Style Consistency: Maintains consistent style across multiple styles, avoiding style degradation.
Content Consistency: Preserves the semantics and details of the original image during stylization to ensure content integrity.
Style-Agnostic: Seamlessly integrates with LoRA modules of any style, supporting diverse style transfer tasks.
Flexibility: Supports flexible layout control without relying on traditional geometric constraints such as edge maps, sketches, or pose maps.

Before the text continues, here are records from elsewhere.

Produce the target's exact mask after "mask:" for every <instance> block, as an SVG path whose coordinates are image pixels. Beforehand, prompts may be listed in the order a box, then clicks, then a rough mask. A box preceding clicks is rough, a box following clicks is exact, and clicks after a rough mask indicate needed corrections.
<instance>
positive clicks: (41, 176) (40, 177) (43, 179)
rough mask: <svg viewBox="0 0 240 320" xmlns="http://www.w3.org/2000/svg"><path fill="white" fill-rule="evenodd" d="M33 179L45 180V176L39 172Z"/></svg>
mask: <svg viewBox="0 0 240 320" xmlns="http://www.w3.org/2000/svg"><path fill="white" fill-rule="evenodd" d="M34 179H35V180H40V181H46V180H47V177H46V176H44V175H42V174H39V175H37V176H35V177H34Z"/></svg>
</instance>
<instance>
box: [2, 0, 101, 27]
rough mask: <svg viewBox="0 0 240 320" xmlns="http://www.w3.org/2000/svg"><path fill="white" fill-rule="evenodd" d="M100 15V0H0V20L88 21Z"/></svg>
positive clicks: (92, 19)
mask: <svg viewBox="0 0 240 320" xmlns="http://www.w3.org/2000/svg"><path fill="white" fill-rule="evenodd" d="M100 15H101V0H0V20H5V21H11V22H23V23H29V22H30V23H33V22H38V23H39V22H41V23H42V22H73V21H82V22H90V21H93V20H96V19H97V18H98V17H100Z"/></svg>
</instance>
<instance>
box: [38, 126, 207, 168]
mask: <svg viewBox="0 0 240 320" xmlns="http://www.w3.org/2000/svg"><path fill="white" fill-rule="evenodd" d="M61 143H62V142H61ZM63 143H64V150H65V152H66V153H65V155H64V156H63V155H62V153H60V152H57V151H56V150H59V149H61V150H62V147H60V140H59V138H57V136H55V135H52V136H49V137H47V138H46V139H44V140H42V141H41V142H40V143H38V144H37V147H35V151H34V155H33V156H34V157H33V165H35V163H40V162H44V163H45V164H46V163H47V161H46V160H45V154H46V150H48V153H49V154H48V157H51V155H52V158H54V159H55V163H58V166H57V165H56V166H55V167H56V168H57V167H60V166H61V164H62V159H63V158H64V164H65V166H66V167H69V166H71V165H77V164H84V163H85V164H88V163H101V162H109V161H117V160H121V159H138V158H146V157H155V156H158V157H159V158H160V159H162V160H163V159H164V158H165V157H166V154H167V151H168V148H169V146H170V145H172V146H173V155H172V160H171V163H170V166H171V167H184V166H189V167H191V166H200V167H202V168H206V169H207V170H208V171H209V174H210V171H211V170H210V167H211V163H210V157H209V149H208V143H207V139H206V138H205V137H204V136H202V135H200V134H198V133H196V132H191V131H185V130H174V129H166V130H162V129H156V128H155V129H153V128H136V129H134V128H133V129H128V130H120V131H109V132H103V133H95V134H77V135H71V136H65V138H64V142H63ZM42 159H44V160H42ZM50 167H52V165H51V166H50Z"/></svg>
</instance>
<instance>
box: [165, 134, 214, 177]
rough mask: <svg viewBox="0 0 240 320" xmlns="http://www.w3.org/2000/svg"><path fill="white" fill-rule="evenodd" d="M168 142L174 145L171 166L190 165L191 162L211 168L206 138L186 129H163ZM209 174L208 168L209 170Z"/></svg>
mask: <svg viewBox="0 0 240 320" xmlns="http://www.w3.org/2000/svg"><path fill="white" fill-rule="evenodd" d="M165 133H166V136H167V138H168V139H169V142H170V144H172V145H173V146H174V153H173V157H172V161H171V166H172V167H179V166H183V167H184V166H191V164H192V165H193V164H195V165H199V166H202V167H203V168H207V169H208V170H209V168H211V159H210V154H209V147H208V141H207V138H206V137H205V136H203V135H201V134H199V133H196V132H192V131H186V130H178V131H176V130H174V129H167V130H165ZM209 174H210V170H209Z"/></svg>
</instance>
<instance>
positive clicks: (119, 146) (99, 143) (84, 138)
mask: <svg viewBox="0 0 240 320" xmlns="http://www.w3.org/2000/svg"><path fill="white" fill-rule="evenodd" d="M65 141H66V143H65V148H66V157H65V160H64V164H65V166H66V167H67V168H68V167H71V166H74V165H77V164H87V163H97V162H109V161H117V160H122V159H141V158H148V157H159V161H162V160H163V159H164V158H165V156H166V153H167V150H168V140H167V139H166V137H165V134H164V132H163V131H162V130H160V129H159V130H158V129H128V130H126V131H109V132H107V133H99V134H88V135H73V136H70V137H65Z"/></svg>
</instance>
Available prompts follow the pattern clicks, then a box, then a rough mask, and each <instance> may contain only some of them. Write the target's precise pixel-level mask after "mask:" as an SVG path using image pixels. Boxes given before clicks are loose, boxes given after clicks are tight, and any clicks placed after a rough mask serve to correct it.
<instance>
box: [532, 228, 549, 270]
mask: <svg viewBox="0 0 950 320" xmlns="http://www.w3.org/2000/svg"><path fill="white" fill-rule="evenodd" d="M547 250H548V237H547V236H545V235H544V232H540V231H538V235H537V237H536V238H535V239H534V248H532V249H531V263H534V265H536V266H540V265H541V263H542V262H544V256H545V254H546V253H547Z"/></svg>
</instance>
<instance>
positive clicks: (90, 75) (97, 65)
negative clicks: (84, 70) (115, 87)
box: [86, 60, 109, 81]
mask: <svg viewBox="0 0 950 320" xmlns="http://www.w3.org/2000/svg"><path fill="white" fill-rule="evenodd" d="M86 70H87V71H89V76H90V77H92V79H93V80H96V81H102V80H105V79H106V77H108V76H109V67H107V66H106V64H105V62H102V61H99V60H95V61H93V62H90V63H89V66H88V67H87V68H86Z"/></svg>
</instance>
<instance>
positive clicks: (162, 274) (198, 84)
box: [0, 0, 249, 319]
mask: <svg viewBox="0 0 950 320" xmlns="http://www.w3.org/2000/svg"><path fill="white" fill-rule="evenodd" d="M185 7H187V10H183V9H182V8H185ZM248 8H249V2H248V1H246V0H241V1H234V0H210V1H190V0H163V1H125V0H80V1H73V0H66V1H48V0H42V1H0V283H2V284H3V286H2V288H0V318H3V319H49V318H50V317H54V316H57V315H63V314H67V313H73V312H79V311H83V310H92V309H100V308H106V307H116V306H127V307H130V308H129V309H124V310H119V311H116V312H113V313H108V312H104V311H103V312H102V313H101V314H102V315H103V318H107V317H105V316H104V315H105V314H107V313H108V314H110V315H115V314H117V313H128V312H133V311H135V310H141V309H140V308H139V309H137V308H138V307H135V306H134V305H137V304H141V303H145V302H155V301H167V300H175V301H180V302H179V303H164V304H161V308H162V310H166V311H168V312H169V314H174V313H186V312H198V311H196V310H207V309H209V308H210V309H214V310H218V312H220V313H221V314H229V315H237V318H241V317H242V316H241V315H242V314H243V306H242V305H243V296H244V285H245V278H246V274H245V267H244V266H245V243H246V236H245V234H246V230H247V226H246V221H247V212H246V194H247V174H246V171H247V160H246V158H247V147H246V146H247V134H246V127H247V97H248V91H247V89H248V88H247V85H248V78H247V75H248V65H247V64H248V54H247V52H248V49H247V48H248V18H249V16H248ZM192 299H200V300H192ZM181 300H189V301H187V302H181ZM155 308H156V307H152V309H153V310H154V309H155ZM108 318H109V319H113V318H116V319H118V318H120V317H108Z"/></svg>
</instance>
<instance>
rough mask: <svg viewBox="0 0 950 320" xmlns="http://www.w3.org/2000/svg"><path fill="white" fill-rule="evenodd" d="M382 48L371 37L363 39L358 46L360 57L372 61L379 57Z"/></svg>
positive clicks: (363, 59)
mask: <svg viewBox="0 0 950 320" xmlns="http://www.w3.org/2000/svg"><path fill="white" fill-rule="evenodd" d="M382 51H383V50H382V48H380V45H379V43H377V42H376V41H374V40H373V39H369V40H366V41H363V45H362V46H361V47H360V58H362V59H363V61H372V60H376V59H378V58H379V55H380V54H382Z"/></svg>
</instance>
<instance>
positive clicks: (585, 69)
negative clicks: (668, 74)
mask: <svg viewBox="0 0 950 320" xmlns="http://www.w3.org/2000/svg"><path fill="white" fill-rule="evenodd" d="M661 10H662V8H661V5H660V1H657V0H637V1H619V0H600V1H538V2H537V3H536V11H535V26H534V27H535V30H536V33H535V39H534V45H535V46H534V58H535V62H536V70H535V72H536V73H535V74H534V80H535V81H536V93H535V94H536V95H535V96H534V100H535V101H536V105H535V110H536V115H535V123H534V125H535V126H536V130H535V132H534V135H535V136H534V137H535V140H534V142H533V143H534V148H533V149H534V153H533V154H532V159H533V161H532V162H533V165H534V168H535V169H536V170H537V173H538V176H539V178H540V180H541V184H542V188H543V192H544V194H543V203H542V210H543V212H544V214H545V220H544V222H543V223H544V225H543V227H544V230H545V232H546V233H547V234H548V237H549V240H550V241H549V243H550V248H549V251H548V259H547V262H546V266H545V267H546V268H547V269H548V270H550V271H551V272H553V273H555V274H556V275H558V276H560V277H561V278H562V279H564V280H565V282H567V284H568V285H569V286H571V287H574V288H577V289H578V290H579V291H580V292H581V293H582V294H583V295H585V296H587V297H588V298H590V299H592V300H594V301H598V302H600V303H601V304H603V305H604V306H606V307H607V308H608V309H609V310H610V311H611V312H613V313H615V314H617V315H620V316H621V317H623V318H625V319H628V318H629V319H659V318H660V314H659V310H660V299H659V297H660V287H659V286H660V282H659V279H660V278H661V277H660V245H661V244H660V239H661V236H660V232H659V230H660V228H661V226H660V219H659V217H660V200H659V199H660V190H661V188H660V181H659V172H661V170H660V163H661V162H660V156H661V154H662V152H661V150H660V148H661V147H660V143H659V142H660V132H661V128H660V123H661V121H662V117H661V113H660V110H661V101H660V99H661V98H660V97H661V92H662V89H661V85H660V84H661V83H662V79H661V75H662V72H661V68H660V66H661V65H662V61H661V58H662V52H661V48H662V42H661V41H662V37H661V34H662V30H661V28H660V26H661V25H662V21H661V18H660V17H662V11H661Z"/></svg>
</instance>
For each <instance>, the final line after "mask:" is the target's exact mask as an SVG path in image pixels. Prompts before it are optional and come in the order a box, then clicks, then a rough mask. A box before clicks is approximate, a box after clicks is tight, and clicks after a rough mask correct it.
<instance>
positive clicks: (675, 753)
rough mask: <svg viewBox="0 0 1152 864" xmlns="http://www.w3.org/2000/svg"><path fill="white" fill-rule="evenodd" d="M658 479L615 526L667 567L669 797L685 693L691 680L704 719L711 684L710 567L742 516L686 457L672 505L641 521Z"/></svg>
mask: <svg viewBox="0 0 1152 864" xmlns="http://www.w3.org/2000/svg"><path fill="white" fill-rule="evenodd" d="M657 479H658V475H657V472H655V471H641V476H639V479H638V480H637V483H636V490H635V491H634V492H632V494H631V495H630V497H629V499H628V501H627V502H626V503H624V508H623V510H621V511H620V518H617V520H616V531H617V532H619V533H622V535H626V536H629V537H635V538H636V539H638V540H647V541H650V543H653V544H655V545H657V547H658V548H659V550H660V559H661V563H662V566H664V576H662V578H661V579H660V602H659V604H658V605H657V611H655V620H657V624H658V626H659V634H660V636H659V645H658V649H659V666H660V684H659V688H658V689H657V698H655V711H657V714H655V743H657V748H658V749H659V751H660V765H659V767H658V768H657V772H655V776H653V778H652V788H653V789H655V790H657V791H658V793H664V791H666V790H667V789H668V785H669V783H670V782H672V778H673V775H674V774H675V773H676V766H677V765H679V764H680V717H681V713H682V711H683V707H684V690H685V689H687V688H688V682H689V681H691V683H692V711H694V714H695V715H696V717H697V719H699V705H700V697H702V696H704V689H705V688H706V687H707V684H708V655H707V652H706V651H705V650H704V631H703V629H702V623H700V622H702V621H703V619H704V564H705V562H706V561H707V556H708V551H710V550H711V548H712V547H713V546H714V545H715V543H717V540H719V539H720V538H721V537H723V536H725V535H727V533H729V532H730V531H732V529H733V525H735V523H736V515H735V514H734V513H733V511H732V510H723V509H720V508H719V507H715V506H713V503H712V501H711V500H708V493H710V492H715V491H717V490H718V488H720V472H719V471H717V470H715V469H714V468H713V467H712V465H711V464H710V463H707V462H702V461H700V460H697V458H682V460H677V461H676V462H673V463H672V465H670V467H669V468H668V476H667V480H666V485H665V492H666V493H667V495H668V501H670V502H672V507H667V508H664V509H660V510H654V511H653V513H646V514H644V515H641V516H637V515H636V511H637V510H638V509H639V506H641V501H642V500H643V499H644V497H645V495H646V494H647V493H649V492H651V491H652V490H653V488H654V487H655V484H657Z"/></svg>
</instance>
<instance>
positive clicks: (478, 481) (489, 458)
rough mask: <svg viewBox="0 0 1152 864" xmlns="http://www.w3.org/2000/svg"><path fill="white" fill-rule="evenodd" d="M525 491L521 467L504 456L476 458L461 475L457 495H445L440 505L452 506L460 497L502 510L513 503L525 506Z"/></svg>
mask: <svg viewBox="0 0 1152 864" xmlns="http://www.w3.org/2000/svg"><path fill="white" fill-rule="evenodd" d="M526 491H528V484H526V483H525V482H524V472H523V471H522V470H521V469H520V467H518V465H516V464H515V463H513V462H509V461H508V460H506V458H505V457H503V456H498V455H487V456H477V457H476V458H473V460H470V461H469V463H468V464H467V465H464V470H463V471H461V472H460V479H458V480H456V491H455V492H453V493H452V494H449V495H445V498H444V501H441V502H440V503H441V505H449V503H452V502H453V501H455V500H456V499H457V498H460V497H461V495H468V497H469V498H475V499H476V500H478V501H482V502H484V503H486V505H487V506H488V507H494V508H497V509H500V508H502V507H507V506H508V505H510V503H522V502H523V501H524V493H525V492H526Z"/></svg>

Technical Principles of OmniConsistency

Two-Stage Training Strategy:
- Stage One (Style Learning): Independently trains multiple style-specific LoRA modules, each capturing unique details of a particular style.
- Stage Two (Consistency Learning): Trains a consistency module on paired data by dynamically switching between different style LoRA modules. This ensures the consistency module focuses on structural and semantic consistency without absorbing specific style features.
Consistency LoRA Module:
Introduces low-rank adaptation (LoRA) modules in the conditional branch only, avoiding interference with the main network’s stylization capabilities. Uses causal attention to ensure internal interaction among condition tokens while keeping the main branch (noise and text tokens) clean for causal modeling.
Conditional Token Mapping (CTM):
Guides high-resolution generation with low-resolution conditional images. Uses a mapping mechanism to ensure spatial alignment and reduce memory and computational cost.
Feature Reuse:
Caches intermediate features of conditional tokens during the diffusion process to avoid redundant computation and improve inference efficiency.
Data-Driven Consistency Learning:
Constructs a high-quality paired dataset consisting of 2,600 image pairs across 22 different styles. Uses a data-driven approach to learn semantic and structural consistency mappings.

Project Resources

GitHub Repository: https://github.com/showlab/OmniConsistency
HuggingFace Model Hub: https://huggingface.co/showlab/OmniConsistency
arXiv Technical Paper: https://arxiv.org/pdf/2505.18445
Online Demo: https://huggingface.co/spaces/yiren98/OmniConsistency

Application Scenarios of OmniConsistency

Art Creation: Apply various artistic styles (such as anime, oil painting, sketch) to images, helping artists quickly generate stylized works.
Content Generation: Quickly generate images that conform to specific styles, enhancing content diversity and appeal.
Advertising Design: Create style-consistent images for advertising and marketing materials, improving visual impact and brand consistency.
Game Development: Rapidly generate stylized characters and scenes for games, increasing development efficiency.
Virtual Reality (VR) and Augmented Reality (AR): Generate stylized virtual environments and elements to enhance user experience.